In this case, considering that petitioner simply prayed for the remand of the case to the lower court, the outright ruling and adherence to the foreign courts' order adopting by reference another entity's findings and conclusion was misplaced. The adjudication of this case demands a full ventilation of the facts and issues and the presentation of their respective arguments in support and in rebuttal of the claims of the contending parties. This is all the more applicable herein since the Court is not a trier of facts,[17] but oftentimes simply relies on the cold pages of the silent records of the case.

ACCORDINGLY, in the interest of due process, the case is REMANDED to the Regional Trial Court of Surigao City for further proceedings.

SO ORDERED.

Melo, (Chairman), and Puno, JJ., concur. Mendoza, J., took no part.



[1] Supply Order Contract, ANNEX "C" to PETITION in G.R. No. 114323, p. 5; Rollo, p. 114.

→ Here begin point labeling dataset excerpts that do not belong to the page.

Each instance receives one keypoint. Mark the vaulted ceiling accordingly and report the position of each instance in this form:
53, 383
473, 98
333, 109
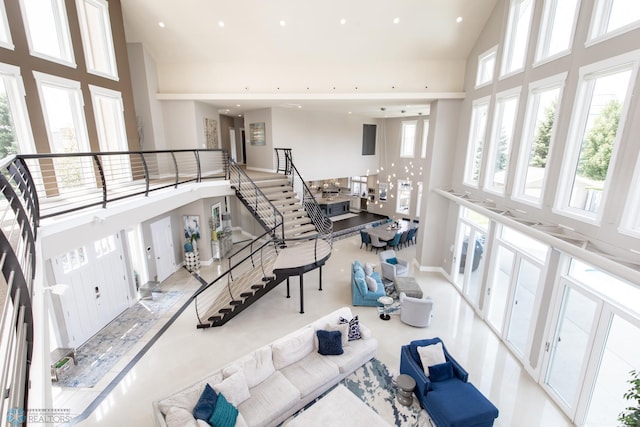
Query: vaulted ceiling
343, 55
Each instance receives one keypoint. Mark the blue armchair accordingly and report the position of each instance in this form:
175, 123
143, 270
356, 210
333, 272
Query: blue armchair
360, 293
452, 401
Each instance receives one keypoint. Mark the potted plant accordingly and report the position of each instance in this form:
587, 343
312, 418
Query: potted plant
630, 417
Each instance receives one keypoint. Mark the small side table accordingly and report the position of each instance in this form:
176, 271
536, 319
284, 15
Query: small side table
406, 384
386, 302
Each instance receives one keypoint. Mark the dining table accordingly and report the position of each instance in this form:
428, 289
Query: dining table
388, 231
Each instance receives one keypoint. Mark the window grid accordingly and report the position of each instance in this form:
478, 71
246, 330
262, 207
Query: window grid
97, 39
475, 147
558, 26
517, 36
407, 148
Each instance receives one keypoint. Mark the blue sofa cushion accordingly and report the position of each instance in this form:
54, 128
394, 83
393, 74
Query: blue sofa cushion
441, 372
329, 343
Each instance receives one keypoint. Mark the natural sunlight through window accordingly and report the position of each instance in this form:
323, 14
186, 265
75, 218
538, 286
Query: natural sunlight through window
517, 36
558, 26
541, 121
599, 114
48, 30
97, 41
614, 16
475, 146
502, 140
407, 148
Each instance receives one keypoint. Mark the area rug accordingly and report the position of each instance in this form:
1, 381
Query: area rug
101, 352
374, 385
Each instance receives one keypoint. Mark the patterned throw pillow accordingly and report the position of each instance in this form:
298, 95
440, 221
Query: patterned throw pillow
354, 327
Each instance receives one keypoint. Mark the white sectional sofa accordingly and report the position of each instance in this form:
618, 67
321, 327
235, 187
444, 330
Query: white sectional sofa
275, 381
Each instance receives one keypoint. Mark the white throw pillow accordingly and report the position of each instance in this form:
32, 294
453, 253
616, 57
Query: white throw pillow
180, 417
431, 355
368, 269
372, 285
257, 366
292, 348
234, 388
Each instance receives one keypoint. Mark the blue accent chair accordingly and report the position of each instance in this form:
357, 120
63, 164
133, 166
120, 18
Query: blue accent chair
360, 293
451, 402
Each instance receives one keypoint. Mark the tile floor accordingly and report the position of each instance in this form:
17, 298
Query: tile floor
184, 354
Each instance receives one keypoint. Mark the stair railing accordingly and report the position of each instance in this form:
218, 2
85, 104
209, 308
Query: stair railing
260, 205
322, 223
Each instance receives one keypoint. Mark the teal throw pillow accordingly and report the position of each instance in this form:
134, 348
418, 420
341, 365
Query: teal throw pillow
206, 404
224, 414
441, 372
329, 342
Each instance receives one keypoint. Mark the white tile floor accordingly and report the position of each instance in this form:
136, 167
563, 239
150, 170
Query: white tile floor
184, 354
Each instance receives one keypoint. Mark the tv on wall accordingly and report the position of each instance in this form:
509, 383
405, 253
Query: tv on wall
368, 140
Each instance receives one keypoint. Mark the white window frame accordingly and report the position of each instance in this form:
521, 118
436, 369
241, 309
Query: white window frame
630, 224
408, 147
5, 32
528, 135
483, 58
16, 97
400, 191
90, 32
588, 74
546, 32
514, 26
495, 137
598, 31
425, 136
472, 147
62, 31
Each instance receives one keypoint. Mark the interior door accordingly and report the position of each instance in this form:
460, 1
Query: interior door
161, 236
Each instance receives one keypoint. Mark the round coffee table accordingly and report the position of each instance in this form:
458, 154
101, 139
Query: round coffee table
386, 302
406, 384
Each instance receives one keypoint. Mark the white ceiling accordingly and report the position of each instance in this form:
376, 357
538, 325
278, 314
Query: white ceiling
252, 39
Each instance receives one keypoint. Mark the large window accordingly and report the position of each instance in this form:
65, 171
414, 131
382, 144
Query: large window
517, 36
599, 113
408, 144
96, 37
486, 66
404, 197
558, 26
538, 135
66, 128
48, 30
15, 130
5, 34
425, 136
501, 140
614, 16
475, 146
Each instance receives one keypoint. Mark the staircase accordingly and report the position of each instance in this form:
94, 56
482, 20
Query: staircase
297, 239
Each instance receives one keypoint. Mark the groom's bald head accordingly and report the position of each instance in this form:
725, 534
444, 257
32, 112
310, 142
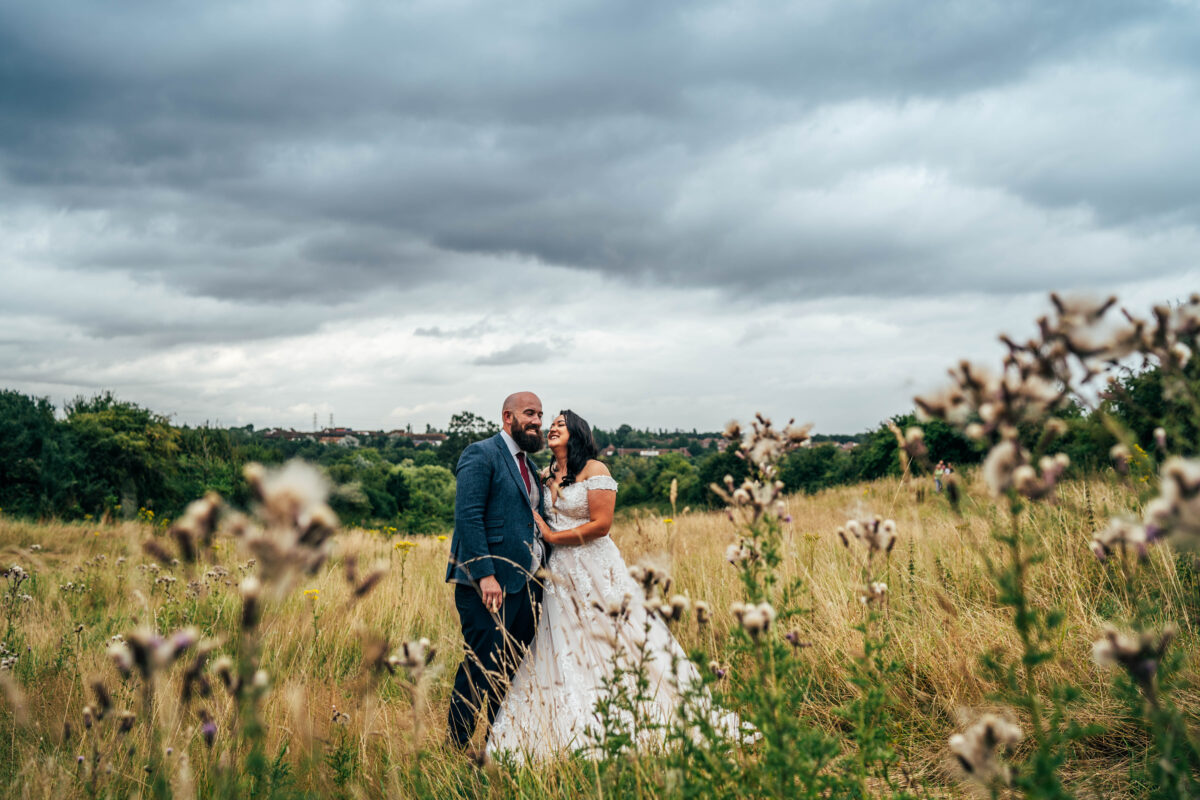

[2] Arbitral Award dated July 23, 1988, ANNEX "D" of the Petition, p. 17; Rollo, p. 143-144.

[3] DECISION in CA-G.R. CV NO. 37080 promulgated on October 29, 1993, p. 10; Rollo, p. 103; RTC Records, pp. 143-144.

[4] ANNEX "F" of the Petition; Rollo, p. 157.

[5] ORDER in Civil Case No. 4006, ANNEX "G" of the Petition, p. 1; Rollo, p. 158.

[6] Ibid., p. 4; Rollo, p. 161.

[7] Ibid., p. 5; Rollo, p. 162.

[8] CA Decision.

[9] Constitution, Article VIII, Section 14.

[10] CA Decision, Supra, pp. 8-12; Rollo, pp. 101-105.

[11] Petitioner assigned the following arguments:

A. THE NON-DELIVERY OF THE CARGO WAS A MATTER PROPERLY COGNIZABLE BY THE PROVISIONS OF CLAUSE 16 OF THE CONTRACT;

B. THE JUDGMENT OF THE CIVIL COURT OF DEHRADUN, INDIA WAS AN AFFIRMATION OF THE FACTUAL AND LEGAL FINDINGS OF THE ARBITRATOR AND THEREFORE ENFORCEABLE IN THIS JURISDICTION;

C. EVIDENCE MUST BE RECEIVED TO REPEL THE EFFECT OF A PRESUMPTIVE RIGHT UNDER A FOREIGN JUDGMENT." (Petition, Supra, p. 9; Rollo, p. 73.).

[12] See Supply Order Contract.

[13] Petition, Supra; pp. 11-12; Rollo, pp. 75-76.

[14] Terms and Conditions of Supply Order, "ANNEX C-1" of the Petition, p. 8; Rollo, p. 125-126; RTC Records, pp. 17-26.

[15] Court of Dehra Dun, Suit No. 677 of 1988, ONGC vs. Pacific Cement, 7-2-90; Rollo, p. 157.

[16] Francisco v. Permskul, 173 SCRA 324 [1989]; Romero v. Court of Appeals, 147 SCRA 183 (1987).

[17] David-Chan v. CA, 268 SCRA 677 (1997).